Nutritional Importance of Balanced Diet

A balanced diet is essential for overall health as it provides all the essential nutrients which are required for proper functioning of the body. It ensures that all the necessary vitamins, minerals, proteins and other nutrients are well consumed in the right proportion. The nutritional importance of a balanced diet is discussed below:

  • It supplies all the essential nutrients for proper growth and energy for our body's functioning.

  • A Balanced diet also supports a simulated system which reduces the risk of infection and diseases.

  • Promotes growth and development, especially in children and old age people.

  • It reduces the risk of chronic diseases such as heart disease diabetes or cancer due to the proper diet we take.

  • A Nutritionally raised balanced diet ensures proper repair of yourself and your muscles due to the presence of the right amount of protein.

Tips, Tricks, and Strategies for Balanced Diet

It takes effort to remember everything in a single go.
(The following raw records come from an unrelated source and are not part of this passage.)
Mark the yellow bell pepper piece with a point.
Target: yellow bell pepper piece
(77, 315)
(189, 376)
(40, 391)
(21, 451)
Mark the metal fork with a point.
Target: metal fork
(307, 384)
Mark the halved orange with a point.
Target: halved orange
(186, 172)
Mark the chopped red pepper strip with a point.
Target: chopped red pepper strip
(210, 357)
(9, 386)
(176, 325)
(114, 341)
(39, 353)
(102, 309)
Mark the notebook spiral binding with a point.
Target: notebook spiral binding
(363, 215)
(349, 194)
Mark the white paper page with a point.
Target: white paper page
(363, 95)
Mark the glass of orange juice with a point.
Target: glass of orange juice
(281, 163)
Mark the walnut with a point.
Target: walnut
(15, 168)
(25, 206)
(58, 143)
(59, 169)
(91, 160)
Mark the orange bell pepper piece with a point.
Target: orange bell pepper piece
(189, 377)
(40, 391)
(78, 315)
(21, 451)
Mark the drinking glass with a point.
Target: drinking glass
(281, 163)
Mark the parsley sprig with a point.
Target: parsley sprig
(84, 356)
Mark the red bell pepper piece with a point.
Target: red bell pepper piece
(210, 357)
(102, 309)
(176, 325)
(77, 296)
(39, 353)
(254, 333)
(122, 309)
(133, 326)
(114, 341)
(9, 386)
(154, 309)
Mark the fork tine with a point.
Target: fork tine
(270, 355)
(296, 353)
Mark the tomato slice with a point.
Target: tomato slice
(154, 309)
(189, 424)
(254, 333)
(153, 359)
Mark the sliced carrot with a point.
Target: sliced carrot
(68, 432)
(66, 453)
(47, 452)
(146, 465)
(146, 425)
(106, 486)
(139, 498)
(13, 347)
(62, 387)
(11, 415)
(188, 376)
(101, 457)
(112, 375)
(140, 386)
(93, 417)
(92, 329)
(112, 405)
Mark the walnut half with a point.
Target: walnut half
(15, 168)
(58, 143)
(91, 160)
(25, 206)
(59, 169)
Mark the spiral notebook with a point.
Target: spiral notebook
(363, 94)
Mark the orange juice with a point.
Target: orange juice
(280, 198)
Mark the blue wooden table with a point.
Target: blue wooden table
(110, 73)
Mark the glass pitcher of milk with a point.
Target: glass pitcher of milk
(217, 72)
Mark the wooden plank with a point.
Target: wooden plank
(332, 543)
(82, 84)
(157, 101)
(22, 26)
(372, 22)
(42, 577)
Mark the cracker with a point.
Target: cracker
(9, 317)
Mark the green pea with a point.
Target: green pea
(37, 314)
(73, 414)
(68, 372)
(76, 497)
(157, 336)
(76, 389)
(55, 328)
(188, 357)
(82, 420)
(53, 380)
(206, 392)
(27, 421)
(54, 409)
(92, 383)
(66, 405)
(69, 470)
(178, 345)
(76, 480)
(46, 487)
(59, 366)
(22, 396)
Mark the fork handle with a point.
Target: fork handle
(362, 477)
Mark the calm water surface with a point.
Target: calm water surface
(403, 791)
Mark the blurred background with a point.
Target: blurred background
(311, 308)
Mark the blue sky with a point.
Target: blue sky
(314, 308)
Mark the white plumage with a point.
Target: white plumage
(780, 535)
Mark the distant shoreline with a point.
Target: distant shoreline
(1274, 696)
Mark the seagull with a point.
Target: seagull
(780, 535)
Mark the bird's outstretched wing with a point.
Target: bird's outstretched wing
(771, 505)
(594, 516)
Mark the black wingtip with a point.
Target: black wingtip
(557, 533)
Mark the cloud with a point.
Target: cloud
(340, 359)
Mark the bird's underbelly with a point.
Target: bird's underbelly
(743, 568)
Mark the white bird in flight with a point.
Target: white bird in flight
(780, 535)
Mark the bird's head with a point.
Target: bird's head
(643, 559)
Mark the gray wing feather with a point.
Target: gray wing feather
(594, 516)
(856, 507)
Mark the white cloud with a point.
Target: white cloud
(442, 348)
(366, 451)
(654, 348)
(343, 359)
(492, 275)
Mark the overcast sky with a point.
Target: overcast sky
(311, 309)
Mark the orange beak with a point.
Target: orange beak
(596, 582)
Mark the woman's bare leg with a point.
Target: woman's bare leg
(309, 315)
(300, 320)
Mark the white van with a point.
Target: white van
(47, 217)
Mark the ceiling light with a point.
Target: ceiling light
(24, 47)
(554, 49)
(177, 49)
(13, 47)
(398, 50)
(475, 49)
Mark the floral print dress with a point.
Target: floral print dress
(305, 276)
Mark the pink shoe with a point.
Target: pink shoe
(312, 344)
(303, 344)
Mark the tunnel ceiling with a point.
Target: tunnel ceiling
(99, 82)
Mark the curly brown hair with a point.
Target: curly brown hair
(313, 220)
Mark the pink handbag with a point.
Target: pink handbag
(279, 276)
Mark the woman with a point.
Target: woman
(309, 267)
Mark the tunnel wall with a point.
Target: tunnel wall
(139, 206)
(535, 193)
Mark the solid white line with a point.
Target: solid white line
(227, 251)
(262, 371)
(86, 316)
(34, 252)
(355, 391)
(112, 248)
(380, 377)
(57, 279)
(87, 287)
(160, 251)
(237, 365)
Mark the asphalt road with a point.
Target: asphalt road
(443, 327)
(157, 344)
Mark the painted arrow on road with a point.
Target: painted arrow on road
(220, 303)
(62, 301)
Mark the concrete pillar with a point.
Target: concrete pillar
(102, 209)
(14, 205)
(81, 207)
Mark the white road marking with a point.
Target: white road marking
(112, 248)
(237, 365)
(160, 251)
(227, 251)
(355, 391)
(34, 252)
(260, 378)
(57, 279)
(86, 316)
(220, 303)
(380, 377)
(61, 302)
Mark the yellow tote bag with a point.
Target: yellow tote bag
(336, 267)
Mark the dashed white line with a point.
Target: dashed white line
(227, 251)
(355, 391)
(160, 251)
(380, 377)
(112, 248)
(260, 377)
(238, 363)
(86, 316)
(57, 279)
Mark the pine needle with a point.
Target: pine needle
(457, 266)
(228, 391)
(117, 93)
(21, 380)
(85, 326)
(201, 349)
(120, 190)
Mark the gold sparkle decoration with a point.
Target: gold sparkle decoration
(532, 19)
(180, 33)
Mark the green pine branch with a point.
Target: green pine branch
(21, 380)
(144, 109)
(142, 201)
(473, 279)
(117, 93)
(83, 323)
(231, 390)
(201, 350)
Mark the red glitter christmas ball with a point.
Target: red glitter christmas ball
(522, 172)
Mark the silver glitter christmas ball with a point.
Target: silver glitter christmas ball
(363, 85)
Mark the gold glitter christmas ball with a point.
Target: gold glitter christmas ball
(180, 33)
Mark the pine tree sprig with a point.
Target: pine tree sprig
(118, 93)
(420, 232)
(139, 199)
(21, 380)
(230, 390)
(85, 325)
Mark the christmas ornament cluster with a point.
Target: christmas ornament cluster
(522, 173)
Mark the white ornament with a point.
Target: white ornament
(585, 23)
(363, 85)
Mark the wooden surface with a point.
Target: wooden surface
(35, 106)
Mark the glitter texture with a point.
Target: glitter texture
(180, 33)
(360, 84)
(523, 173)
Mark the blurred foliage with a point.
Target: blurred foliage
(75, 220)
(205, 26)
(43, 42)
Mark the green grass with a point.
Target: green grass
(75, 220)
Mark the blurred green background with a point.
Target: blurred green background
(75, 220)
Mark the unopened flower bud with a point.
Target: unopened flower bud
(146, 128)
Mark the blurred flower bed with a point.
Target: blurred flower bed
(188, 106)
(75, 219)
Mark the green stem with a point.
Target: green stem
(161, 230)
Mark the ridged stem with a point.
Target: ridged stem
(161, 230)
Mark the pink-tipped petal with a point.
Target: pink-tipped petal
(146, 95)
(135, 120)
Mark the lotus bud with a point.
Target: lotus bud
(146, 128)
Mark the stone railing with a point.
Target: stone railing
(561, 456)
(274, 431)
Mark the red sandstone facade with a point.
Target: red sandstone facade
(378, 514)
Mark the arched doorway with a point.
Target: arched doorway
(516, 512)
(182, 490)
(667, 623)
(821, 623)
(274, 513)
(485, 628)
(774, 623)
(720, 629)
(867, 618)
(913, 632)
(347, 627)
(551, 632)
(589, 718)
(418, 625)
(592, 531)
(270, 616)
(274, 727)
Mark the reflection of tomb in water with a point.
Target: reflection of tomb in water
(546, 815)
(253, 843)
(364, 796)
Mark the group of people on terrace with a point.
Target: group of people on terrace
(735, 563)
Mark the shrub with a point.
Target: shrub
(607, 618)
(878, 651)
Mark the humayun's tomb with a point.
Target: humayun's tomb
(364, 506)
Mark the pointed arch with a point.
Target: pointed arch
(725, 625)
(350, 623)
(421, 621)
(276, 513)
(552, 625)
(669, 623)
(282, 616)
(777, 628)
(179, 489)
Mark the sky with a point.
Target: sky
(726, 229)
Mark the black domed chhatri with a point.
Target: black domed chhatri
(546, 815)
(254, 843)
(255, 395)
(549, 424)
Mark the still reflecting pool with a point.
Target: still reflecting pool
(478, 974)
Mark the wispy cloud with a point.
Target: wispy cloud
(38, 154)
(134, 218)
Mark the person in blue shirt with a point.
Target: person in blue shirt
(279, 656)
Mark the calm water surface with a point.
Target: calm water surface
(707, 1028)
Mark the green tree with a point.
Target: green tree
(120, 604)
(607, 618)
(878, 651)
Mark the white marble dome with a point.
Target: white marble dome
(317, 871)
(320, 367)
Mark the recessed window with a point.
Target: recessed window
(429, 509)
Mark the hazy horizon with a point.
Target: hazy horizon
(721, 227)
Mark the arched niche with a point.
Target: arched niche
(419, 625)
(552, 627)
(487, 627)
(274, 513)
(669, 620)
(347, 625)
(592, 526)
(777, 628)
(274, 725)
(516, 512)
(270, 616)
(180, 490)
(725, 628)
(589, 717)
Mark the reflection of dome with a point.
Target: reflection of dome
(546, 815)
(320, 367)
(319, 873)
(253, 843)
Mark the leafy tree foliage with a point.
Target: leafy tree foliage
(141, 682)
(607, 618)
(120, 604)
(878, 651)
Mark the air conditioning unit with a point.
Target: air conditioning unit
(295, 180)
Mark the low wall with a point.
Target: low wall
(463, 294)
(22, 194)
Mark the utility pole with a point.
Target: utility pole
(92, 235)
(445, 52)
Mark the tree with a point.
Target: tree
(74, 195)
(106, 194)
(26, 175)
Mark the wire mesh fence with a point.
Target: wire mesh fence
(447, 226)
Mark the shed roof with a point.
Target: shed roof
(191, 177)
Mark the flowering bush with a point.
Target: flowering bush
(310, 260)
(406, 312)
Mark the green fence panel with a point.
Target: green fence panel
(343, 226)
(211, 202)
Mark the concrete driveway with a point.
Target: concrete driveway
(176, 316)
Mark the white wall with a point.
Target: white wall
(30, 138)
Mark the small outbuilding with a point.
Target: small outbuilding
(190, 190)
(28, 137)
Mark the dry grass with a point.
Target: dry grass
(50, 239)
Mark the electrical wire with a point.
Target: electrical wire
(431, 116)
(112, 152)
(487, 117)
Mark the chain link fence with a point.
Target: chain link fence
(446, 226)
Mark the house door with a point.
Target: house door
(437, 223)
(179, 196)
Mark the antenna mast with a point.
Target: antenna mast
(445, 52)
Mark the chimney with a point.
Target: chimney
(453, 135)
We made the entire problem easy. Some of the tricks regarding Balanced Diet are given below which you can use to memorise the important points.

Components of a Balanced Diet

"VGFDP: Vegetables, Grains, Fruits, Dairy, Proteins"

  • V: Vegetables (rich in vitamins, minerals, and fibre)

  • G: Grains (whole grains provide essential carbohydrates and fibre)

  • F: Fruits (provide essential vitamins and natural sugars)

  • D: Dairy (source of calcium and protein)

  • P: Proteins (essential for muscle repair and growth)

Nutritional Guidelines

"MCP: Moderation, Choice, Portion"

  • M: Moderation

  • C: Choice

  • P: Portion

Benefits of a Balanced Diet

"GIRL: Growth, Immunity, Risk Reduction, Longevity"

  • G: Growth

  • I: Immunity

  • R: Risk reduction

  • L: Longevity

Daily Intake Recommendations

"5-3-2-1: 5 servings of fruits and vegetables, 3 servings of whole grains, 2 servings of dairy, 1 serving of lean protein"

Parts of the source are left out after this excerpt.